One week after it was revealed that bank borrowing by Scottish farmers had risen to new record levels, NFU Scotland yesterday asked its members to provide details of their relationship with their bankers, especially relating to costs they face in obtaining or maintaining credit and overdraft facilities.
The latest borrowing figures to the end of May 2012 reached £1,670 million, some £56 million or 3.5 per cent higher than a year ago.
The Union said this information was important as it had already been contacted by members over pressures on their farming businesses from the current difficult harvest and the extreme increases in the cost of feed, fertiliser and fuel.
Union chief executive Scott Walker said the pressures on many farm businesses were building: “The poor weather means that harvest is proving to be time-consuming and costly.

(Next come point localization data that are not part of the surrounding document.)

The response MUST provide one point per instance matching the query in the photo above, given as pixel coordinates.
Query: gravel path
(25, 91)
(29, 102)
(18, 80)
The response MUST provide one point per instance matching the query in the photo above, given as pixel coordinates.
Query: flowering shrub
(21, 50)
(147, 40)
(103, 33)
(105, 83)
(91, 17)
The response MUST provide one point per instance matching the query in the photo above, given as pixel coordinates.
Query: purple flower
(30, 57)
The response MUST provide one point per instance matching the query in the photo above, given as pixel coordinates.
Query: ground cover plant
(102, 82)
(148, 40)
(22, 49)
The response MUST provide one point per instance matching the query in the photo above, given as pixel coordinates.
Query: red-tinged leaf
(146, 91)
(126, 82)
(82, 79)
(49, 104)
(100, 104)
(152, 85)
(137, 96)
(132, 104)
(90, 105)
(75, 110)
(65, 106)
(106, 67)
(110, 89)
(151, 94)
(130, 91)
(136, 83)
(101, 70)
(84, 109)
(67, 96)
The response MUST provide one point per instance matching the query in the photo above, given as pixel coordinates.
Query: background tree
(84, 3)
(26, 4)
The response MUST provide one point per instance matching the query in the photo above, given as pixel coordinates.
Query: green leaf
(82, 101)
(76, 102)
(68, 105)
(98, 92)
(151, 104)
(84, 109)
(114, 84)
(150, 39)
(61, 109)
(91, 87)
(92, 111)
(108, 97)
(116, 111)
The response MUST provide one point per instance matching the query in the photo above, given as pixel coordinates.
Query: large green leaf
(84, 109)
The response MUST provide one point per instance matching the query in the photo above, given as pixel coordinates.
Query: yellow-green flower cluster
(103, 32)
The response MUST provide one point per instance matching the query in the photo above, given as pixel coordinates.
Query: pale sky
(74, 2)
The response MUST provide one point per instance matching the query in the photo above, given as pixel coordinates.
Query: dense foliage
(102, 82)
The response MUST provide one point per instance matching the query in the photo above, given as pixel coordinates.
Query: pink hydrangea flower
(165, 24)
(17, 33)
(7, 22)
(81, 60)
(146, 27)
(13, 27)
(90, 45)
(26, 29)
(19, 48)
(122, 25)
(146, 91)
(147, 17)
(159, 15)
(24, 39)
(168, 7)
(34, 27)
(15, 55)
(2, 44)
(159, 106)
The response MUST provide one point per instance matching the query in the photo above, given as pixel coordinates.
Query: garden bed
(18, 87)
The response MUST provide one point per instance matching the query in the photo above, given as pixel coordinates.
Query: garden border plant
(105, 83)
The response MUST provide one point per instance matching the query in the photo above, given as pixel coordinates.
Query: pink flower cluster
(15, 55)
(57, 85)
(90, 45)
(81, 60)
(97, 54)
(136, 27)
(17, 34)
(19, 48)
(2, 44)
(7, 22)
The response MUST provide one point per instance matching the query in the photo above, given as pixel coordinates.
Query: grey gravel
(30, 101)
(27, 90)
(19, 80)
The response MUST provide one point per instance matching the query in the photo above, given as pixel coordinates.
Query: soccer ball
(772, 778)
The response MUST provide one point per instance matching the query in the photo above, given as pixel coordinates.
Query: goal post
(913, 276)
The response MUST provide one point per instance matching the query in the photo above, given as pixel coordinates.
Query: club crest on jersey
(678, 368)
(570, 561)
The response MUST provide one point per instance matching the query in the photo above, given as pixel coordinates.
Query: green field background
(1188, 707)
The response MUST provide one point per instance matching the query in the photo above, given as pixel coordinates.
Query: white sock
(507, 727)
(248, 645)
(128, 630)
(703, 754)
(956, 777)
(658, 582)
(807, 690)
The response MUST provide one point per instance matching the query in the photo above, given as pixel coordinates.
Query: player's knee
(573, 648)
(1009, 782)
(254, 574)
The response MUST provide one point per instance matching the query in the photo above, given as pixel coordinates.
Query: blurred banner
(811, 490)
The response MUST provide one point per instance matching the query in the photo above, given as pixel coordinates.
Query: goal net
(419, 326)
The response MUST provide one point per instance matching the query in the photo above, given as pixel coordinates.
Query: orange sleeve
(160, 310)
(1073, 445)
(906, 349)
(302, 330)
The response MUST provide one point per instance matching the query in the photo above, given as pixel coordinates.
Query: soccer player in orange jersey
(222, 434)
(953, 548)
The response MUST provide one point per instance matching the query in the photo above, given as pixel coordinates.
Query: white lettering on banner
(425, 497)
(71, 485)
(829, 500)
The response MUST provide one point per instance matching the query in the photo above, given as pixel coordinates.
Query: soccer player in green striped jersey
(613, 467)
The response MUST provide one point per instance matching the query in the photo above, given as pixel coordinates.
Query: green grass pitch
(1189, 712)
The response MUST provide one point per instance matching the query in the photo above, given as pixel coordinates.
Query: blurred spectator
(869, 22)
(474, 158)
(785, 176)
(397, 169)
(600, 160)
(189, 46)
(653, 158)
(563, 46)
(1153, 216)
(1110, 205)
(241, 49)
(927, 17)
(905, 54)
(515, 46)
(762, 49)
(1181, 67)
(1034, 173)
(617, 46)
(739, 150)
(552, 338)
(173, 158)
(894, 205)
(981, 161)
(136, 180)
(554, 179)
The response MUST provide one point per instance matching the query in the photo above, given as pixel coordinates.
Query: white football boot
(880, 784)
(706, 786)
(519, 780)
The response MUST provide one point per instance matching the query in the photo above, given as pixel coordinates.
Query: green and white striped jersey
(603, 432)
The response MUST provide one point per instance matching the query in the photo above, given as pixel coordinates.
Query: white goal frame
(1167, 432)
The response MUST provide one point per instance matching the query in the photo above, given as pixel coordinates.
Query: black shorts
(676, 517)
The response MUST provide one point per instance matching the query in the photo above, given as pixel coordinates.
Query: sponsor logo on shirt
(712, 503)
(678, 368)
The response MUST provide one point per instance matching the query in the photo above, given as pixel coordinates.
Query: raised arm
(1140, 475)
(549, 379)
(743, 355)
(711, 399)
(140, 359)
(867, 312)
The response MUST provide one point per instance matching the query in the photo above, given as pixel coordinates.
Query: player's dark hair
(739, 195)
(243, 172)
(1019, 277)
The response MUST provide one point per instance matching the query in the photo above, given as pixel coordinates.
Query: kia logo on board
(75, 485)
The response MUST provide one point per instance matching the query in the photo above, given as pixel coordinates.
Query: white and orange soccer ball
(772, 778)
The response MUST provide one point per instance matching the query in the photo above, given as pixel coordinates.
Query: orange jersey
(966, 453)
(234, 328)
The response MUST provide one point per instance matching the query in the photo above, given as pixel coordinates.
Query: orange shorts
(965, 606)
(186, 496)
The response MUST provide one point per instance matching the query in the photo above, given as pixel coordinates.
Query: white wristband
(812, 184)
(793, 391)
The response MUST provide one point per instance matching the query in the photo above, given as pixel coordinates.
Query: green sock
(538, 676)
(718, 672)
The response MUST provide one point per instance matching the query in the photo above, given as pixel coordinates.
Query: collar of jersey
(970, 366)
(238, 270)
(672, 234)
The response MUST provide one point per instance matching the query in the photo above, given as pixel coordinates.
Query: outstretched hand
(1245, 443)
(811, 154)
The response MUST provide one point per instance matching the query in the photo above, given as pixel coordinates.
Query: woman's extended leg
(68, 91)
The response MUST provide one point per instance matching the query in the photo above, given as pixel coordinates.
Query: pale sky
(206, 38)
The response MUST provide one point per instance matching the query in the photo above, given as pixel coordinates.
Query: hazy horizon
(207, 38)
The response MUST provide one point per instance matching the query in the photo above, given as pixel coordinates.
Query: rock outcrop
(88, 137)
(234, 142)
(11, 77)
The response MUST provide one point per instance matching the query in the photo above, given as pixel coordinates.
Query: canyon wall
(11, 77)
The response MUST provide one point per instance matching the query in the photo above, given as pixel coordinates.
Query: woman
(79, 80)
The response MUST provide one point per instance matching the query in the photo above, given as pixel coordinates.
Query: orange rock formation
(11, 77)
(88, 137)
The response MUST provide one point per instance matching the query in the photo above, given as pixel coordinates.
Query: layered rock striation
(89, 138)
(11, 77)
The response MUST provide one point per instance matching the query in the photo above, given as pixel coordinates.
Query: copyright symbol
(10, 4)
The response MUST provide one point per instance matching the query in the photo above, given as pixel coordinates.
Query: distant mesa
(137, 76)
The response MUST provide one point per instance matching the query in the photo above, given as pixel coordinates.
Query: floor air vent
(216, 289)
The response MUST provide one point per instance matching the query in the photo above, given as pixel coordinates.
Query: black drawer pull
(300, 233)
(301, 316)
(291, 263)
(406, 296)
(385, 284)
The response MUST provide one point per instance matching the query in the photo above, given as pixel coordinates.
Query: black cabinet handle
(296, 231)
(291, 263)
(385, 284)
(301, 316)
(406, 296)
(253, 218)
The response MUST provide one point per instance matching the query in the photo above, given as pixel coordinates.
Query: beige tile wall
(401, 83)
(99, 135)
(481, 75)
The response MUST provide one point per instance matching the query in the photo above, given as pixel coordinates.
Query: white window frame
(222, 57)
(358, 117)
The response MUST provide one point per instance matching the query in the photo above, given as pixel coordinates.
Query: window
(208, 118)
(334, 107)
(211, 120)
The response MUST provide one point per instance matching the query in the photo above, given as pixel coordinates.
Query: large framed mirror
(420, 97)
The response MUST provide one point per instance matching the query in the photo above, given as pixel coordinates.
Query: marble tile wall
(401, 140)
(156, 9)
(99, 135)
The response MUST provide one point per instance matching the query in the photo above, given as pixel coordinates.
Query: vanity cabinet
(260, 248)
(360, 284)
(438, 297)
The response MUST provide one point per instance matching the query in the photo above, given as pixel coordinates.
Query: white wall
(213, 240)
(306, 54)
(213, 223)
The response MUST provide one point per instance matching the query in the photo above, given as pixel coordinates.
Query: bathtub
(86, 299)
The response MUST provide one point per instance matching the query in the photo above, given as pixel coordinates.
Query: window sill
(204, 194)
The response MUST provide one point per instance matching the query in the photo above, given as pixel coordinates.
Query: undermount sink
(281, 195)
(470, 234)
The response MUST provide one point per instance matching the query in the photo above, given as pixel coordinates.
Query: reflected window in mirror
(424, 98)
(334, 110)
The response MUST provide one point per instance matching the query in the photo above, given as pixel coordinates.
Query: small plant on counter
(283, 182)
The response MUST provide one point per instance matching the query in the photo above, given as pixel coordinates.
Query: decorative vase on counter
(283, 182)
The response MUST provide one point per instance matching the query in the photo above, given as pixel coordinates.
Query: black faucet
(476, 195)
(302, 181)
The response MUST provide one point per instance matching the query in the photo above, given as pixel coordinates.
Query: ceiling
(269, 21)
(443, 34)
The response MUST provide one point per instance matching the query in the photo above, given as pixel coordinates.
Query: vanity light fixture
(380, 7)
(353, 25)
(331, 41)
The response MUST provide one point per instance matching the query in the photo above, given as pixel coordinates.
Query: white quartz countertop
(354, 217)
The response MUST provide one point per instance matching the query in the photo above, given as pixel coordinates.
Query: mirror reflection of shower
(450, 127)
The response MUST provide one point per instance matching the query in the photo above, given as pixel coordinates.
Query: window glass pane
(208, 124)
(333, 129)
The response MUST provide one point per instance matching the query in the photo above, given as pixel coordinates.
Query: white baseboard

In many sectors, marketplace returns are poor to average and for those keeping cattle, sheep, pigs or poultry, feed costs are rocketing leaving prospects for autumn and winter gloomy.
“Anecdotally, some farmers have already had difficult discussions with their banks over long-term credit, availability of loans and access to sufficient overdraft facilities. Since the credit crunch, the fees associated with lending, and in particular overdrafts, have risen markedly despite the overall inherent stability in agriculture.”
The Union will be meeting the agriculture committee of the Scottish clearing banks in late autumn to discuss the results of the survey and the lending conditions affecting its members.